NVIDIA Cosmos 3 and the Future of Physical AI

What NVIDIA Cosmos 3 Is and Why Physical AI Needs It

NVIDIA Cosmos 3 is an open world foundation model for physical AI that unifies physical reasoning, world simulation, and action generation so robots and autonomous systems can understand, predict, and safely act in real environments. Physical AI models cannot rely on blind trial and error: a robot arm, delivery bot, or warehouse camera must first interpret what it sees, infer how objects behave, and anticipate what might happen next. Cosmos 3 is designed as a single omnimodel that natively handles text, images, video, ambient sound, and action signals, giving machines consistent world understanding before they move. By focusing on reasoning plus generation, it aims to shorten training and evaluation cycles for physical AI from months to days while keeping physics accuracy high. This makes it a core building block for future robot perception, smarter autonomous vehicles, and responsive smart spaces.

Inside the Mixture-of-Transformers: Reasoner and Generator Towers

Cosmos 3 is built on a mixture-of-transformers architecture that combines two tightly linked towers: a reasoner and a generator. The reasoner tower is a vision-language model that processes multimodal input such as images, videos, and text in an autoregressive fashion, extracting motion cues, object interactions, and physical context. In other words, it acts as the system’s "brain" for world understanding before any output is produced. The generator tower then takes this structured understanding and produces future observations and action sequences using a diffusion-based process that respects physics. When developers call the generator, both towers activate so generation stays grounded in the reasoner’s interpretation; the reasoner, however, can run by itself for pure analysis tasks. This unified design removes the need to stitch together separate perception and simulation models, which simplifies deployment of physical AI models in robots, vehicles, and simulation pipelines.

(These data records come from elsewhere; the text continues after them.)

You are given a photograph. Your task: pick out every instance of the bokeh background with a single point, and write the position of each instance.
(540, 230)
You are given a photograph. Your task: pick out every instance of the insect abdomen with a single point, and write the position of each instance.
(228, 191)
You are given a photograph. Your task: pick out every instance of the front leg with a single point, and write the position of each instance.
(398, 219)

NVIDIA Cosmos 3 Teaches Robots to Read the Real World

From Reasoning to Action in Robots, Vehicles, and Smart Spaces

Cosmos 3 is engineered to support the full chain from perception to action across diverse physical domains. It accepts text, image, and video inputs and can output text for explanations, physics-aware images and videos for prediction, or videos paired with actions for policy learning. For robot perception and manipulation, it can act as a world model that predicts object motion and contact, helping robots plan grasps and trajectories with fewer real-world trials. In autonomous vehicles, Cosmos 3 can generate rare driving edge cases and future scene evolutions, improving safety evaluation. It can also power smart spaces like warehouses, where video plus action outputs model worker movement, equipment paths, and safety events. According to NVIDIA, Cosmos 3 can "reduce physical AI training and evaluation cycles from months to days," which matters when systems must be updated quickly as environments change.

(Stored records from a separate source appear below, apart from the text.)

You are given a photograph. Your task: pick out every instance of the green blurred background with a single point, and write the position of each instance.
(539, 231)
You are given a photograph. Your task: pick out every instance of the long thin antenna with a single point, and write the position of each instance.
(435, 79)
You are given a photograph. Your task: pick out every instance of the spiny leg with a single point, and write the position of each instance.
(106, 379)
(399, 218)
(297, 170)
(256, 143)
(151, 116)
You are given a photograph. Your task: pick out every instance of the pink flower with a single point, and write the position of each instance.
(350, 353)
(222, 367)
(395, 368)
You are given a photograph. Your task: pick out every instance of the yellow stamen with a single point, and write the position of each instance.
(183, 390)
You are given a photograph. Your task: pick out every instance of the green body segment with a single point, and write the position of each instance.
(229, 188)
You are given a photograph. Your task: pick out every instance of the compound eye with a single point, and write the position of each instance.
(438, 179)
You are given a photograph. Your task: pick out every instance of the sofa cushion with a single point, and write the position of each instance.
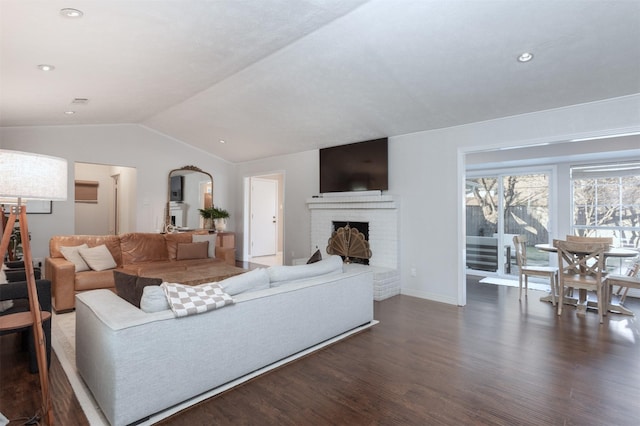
(91, 280)
(98, 258)
(130, 287)
(281, 274)
(187, 300)
(315, 257)
(111, 241)
(193, 250)
(173, 239)
(138, 247)
(211, 239)
(153, 299)
(258, 279)
(72, 254)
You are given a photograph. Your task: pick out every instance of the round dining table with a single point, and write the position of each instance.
(611, 252)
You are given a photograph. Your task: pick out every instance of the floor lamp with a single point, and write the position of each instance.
(26, 176)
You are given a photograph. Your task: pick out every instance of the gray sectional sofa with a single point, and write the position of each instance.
(139, 363)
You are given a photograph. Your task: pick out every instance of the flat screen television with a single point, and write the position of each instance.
(360, 166)
(176, 188)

Choosing Cosmos 3 Nano or Super and Supported Modalities

To fit different deployment needs, Cosmos 3 comes in two main sizes. Cosmos 3 Nano is a 16B-parameter model tuned for efficient inference on workstation-grade GPUs such as the NVIDIA RTX PRO 6000, making it suitable for on-premise robots, factory cells, or lab environments that need real-time decisions. Cosmos 3 Super scales up to 64B parameters for maximum quality and is intended for datacenter deployment on NVIDIA Hopper and Blackwell GPUs, where teams can run large-scale synthetic data generation or complex physical reasoning workloads. Both versions share the same multimodal core: they understand and generate combinations of text, images, video, ambient sound, and action. That means teams can use a consistent foundation model across lightweight robot perception deployments and heavy offline training pipelines, switching sizes without rewriting their physical AI models or workflows.

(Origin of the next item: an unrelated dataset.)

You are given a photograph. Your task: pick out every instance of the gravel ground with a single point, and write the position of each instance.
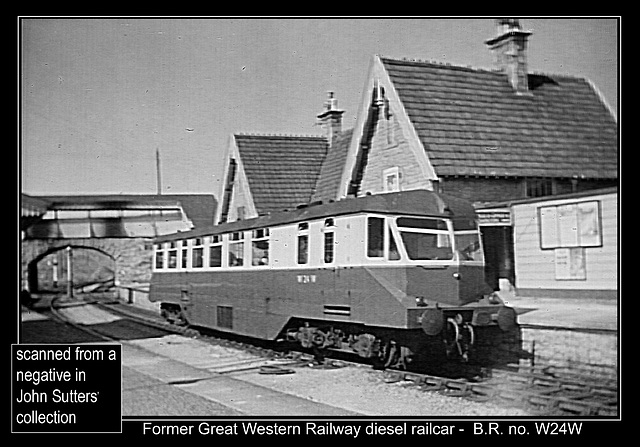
(366, 391)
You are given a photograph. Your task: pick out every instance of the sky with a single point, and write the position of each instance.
(100, 96)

Open Datasets, Evaluation, and the Cosmos Coalition

Cosmos 3 is released with an open stack to make physical AI development more reproducible. NVIDIA provides model checkpoints for Cosmos 3 Nano and Super on Hugging Face, along with training and post-training scripts, deployment tools, and Cosmos NIM microservices to run the models efficiently on NVIDIA GPUs. The release includes six synthetic data generation datasets that span robotics, physics simulation, spatial reasoning, human motion, autonomous driving, and warehouse environments, giving developers realistic material to adapt foundation models to their own domains. Quality is measured with the NVIDIA Cosmos Human Evaluation framework, which checks generated videos through fact-based yes-or-no questions about semantics, physical laws, geometry, and visual integrity. NVIDIA has also introduced the NVIDIA Cosmos Coalition, bringing together AI labs and robotics companies such as Agile Robots, Black Forest Labs, Generalist, LTX, Runway, and Skild AI to advance open world models.